Jalan Panjang Pengabdian Kiki: Setir yang Mengantar Rindu dan Menjaga Nyawa
"Jangan sepelekan profesi sopir. Sopir bisa jadi link keluarga kita yang jauh." – Kiki Kurniawan
Oleh Karnita
Di Balik Setir, Ada Sebuah Cita-cita Lama
Di tengah deru mesin dan dengung ban yang melaju di atas aspal, seorang pria asal Pamalayan, Ciamis, menanamkan mimpinya di balik kemudi. Namanya Kiki Kurniawan. Sejak kecil, ia tak bermimpi jadi insinyur atau PNS. Ia ingin jadi sopir bus—sebuah cita-cita yang mungkin dianggap sederhana oleh sebagian orang, namun menyimpan nilai luhur tentang pengabdian dan tanggung jawab.
Tak banyak orang tahu bahwa pekerjaan sebagai sopir bukan sekadar mengantarkan penumpang dari satu kota ke kota lain. Ada kesabaran dalam menunggu, konsentrasi dalam menyetir berjam-jam, dan keteguhan hati untuk tetap tersenyum di tengah kemacetan atau hujan deras. Kiki telah menjalani semua itu selama lebih dari satu dekade bersama PO Gapuraning Rahayu.

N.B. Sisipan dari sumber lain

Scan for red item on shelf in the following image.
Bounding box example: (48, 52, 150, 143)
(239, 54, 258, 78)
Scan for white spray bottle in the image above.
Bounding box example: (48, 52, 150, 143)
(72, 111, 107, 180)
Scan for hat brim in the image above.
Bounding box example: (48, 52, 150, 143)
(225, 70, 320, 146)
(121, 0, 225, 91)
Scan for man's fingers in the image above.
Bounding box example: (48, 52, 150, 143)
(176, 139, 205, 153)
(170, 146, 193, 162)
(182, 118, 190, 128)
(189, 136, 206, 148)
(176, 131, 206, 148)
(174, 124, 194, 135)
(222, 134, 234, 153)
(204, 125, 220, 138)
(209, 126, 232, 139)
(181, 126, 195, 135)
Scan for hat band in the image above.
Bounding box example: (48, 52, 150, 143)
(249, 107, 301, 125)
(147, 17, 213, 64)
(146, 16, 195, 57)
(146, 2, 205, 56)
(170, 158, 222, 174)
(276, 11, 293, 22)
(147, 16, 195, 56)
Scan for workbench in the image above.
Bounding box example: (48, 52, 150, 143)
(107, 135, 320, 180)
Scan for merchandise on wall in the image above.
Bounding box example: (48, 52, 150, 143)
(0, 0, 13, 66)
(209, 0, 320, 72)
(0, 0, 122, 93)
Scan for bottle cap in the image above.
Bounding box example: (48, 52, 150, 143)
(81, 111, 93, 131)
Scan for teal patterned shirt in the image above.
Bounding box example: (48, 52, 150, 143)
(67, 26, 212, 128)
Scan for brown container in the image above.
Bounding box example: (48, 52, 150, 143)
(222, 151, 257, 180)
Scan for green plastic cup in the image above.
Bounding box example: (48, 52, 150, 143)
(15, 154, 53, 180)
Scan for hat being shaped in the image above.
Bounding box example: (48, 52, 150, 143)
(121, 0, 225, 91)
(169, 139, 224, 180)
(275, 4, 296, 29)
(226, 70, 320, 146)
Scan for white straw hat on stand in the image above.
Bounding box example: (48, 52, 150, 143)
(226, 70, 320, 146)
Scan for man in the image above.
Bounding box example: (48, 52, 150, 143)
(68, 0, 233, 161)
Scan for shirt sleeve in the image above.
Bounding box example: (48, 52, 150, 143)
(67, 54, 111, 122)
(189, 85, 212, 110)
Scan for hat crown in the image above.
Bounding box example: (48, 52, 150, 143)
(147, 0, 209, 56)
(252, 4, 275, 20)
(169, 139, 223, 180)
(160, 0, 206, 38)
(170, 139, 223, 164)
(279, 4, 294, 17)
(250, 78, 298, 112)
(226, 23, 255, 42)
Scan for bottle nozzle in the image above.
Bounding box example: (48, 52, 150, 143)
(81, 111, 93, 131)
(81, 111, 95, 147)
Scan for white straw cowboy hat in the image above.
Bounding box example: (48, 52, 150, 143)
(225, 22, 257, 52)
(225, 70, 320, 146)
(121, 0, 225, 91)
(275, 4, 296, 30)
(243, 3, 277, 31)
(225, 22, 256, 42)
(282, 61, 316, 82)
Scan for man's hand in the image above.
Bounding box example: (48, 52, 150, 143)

Di balik kemudi, ia bukan hanya pengendali kendaraan, tapi juga pengendali situasi genting. Ia pernah menghindari tabrakan maut di Tol Cipularang hanya dalam hitungan detik. Bagi Kiki, selamatnya penumpang adalah harga mati, bahkan jika harus merelakan spion patah atau badan lelah. Itulah wajah kemanusiaan di balik pekerjaan yang sering luput dari sorotan.
Menyetir Tak Hanya Butuh Keterampilan, Tapi Juga Hati
Menjadi sopir bus bukan sekadar urusan teknik menyetir. Ini adalah pekerjaan yang menuntut kepekaan rasa dan kedewasaan sikap. Kiki tahu benar, bahwa setiap penumpang yang duduk di belakangnya membawa harapan—ingin pulang, ingin bertemu orang tersayang, atau ingin memulai hidup baru di tempat yang jauh.
Pengorbanan Kiki bukan hanya soal waktu yang habis di jalan, tapi juga tentang kerinduan yang kerap tertunda. Meski ia mendapat waktu istirahat yang ideal—sehari kerja, sehari libur—tetap saja jalanan kerap memisahkannya dari keluarga dalam hitungan jam, bahkan hari. Namun ia ikhlas. Sebab baginya, keikhlasan adalah fondasi utama bagi profesi yang menanggung nyawa manusia.
Di tengah kerasnya jalan dan ketatnya jadwal, ia tetap lembut pada prinsipnya. Ketepatan waktu adalah komitmen yang ia jaga. Bukan karena takut dimarahi, tetapi karena tahu, di ujung terminal sana ada seseorang yang menunggu. Penumpang bukan sekadar pelanggan; mereka adalah titipan yang harus dijaga.